Street Calls of the Week
Investing.com - BTIG raised its price target on AppLovin Corp (NASDAQ:APP) to $664.00 from $547.00 on Monday, while maintaining a Buy rating on the stock. The company, currently trading at $582 with a market capitalization of nearly $197 billion, has demonstrated impressive financial health with a perfect Piotroski Score of 9, according to InvestingPro data.
The research firm cited expanding non-gaming revenue opportunities as the primary driver for the increased target, with analyst Clark Lampen forecasting $531 million in non-gaming revenue for the fourth quarter of 2025, up from a previous estimate of $369 million. This optimism appears well-founded, given AppLovin’s strong revenue growth of 79% and impressive gross profit margins of 79% in the last twelve months.
For 2026, BTIG now projects $2.580 billion in non-gaming revenue, compared to its earlier forecast of $2.129 billion, expecting quarter-over-quarter growth from Q4 2025 as new marketer cohorts onboard and gradually increase spending.
The firm noted that with referral-based onboarding set to begin in less than a month, its revised forecasts incorporate assumptions for seasonality, international reach expansion, and benefits from the referral program.
BTIG identified potential additional tailwinds to its 2026 revenue estimates, including supply expansion and model upgrades, while reaffirming AppLovin as a "BTIG Top Pick."

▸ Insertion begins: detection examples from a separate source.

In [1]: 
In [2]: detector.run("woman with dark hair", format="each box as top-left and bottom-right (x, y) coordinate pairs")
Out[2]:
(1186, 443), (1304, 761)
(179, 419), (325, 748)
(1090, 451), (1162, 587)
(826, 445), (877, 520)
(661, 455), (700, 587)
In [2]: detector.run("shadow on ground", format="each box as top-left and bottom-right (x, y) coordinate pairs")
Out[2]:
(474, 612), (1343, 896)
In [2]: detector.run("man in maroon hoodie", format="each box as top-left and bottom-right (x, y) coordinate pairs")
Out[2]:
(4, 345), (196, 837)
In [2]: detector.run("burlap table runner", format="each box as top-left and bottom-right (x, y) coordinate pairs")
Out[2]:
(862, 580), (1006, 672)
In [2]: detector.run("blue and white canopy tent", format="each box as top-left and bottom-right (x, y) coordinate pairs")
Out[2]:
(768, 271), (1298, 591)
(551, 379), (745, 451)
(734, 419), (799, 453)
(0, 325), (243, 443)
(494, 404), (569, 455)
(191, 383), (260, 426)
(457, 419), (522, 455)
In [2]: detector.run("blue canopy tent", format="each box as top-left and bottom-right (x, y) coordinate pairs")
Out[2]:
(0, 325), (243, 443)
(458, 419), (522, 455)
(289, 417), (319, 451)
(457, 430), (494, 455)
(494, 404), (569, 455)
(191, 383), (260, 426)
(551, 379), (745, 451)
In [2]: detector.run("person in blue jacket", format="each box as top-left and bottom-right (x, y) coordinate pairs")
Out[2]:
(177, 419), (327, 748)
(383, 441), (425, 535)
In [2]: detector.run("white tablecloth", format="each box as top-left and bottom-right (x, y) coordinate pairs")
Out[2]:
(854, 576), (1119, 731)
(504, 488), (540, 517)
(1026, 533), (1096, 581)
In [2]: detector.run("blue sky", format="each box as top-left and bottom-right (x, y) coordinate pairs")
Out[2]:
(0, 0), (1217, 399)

In other recent news, AppLovin Corp reported strong second-quarter 2025 financial results, with revenue reaching $1.259 billion, surpassing consensus estimates of $1.219 billion. The company’s adjusted EBITDA also exceeded expectations, coming in at $1.018 billion, compared to the anticipated $996 million. This performance led several firms to adjust their price targets for AppLovin. Jefferies increased its target to $615, citing growth drivers like international expansion and new client onboarding. Piper Sandler raised its target to $500, maintaining an Overweight rating despite a drop in share price after hours. JPMorgan also adjusted its target to $425, highlighting a 9% sequential revenue growth in Q2. Loop Capital reiterated its Buy rating and set a $650 price target, noting a 77% year-over-year revenue growth and a 95% increase in adjusted EBITDA. Benchmark maintained its Buy rating with a $525 price target following the strong Q2 results.